Results and discussion

SMLM imaging of NUP133 using indirect immunofluorescence labeling

We first statistically characterized three experimental parameters of NPCs to be used in our Monte-Carlo simulation: (1) localization precision, (2) SMLs per labeling site, and (3) background SMLs. We imaged NUP133, an outer-ring NUP with an average radius of 53.5 nm to the central axis, using our home-built experimental SMLM system [14]. The SMLM image of NUP133 shows individual clusters spanning the entire nuclear membrane (Figure 2A). The magnified view shows the characteristic nanosized ring-shaped features (Figure 2B).
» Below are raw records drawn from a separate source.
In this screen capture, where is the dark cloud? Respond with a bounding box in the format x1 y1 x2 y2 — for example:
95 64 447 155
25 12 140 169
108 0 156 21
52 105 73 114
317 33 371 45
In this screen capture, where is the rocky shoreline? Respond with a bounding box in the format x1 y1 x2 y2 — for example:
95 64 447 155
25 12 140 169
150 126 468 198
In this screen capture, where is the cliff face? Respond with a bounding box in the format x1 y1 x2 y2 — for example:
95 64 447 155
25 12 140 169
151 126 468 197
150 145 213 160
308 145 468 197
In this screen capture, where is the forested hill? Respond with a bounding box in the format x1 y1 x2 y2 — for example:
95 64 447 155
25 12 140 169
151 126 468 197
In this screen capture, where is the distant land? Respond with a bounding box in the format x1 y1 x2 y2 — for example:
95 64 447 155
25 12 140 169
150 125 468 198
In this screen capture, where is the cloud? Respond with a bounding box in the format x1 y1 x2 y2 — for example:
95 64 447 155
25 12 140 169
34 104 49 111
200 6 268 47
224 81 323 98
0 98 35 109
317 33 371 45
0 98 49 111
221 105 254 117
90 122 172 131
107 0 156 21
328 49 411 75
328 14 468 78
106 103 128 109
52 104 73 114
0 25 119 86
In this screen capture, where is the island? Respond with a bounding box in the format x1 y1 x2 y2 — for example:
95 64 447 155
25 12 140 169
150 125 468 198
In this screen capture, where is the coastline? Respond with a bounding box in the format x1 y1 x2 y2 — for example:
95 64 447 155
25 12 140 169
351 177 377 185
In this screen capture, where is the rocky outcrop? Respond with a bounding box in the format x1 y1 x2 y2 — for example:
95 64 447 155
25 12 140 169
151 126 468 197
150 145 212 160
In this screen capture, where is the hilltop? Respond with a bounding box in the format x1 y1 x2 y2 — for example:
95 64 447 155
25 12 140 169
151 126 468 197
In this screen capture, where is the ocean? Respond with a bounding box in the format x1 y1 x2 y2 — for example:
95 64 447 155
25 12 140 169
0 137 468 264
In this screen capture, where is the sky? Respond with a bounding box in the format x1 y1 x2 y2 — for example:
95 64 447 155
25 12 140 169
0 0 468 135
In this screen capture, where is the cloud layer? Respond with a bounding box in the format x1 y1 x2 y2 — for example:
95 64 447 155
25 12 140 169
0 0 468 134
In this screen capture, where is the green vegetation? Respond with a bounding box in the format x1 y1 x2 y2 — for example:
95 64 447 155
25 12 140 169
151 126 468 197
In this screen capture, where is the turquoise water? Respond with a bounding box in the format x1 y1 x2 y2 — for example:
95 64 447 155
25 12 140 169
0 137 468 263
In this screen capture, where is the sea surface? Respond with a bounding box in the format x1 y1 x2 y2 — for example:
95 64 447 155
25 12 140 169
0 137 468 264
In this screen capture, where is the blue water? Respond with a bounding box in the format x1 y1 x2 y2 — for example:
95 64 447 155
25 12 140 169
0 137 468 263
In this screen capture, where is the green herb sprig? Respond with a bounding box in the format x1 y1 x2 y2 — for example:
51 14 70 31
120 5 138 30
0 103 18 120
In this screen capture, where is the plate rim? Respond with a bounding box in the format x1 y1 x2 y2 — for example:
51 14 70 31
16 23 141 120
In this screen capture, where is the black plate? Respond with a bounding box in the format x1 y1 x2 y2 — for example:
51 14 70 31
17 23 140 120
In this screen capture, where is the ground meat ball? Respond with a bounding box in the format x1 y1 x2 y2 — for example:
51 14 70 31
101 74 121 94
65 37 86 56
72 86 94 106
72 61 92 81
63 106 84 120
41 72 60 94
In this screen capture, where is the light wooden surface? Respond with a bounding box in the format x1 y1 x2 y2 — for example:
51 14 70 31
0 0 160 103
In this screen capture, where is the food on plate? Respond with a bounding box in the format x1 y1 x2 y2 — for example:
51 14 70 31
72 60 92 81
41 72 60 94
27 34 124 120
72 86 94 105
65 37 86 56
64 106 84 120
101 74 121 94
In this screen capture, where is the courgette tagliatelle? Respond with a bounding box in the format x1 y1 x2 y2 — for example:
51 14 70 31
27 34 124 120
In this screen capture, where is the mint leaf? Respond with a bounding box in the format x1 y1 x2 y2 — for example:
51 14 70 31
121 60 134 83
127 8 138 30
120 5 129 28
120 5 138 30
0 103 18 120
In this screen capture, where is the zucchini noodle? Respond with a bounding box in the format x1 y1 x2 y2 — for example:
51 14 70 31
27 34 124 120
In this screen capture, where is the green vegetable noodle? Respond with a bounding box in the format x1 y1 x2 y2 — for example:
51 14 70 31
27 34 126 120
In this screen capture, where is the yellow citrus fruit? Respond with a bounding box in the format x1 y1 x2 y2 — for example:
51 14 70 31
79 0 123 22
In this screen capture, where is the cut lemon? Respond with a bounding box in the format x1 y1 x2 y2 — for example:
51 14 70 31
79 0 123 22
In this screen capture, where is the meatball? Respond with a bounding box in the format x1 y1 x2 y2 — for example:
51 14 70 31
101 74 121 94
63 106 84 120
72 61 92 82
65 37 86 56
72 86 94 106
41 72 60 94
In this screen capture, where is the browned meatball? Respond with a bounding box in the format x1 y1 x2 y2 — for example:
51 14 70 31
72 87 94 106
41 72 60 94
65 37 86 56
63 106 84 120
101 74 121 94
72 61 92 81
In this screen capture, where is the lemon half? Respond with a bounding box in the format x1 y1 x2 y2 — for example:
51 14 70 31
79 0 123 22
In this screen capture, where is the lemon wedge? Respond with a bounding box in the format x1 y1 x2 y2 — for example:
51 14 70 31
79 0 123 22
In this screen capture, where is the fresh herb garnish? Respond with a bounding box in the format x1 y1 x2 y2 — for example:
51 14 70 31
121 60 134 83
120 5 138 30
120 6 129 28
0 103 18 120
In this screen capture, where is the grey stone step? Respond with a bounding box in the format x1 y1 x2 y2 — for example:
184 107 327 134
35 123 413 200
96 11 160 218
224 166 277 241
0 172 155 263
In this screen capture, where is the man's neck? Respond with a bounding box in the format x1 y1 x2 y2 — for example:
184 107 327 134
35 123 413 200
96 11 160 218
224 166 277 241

Particularly, only a portion of the 8 NUP133 proteins was labeled and visualized in each NPC the steric hindrance of the antibodies mask the reactive sites for the antigen-antibody reactions, and intrinsically poor labeling efficiency of the primary and secondary antibodies. We observed smaller localization clusters (highlighted by the arrows in Figure 2B) which could be detected as the SMLs from (1) true individual NPCs signals at relatively low labeling efficiency (i.e., 1 of 8 NPC sites labeled) or (2) non-specific binding of secondary antibodies. We obtained an average localization precision of 15 nm measured from ∼70,000 SMLs, and the localization precision follows a normal distribution (Figure 2C). We further deposited the dye-labeled secondary antibody on a glass substrate and found that the SMLs per antibody follows an exponential distribution with a mean value of 10 (Figure 2D), which was used to simulate the number of SMLs from each NUP protein. Our imaging results of the NUP133 protein are consistent with the literature [10].

Figure 2.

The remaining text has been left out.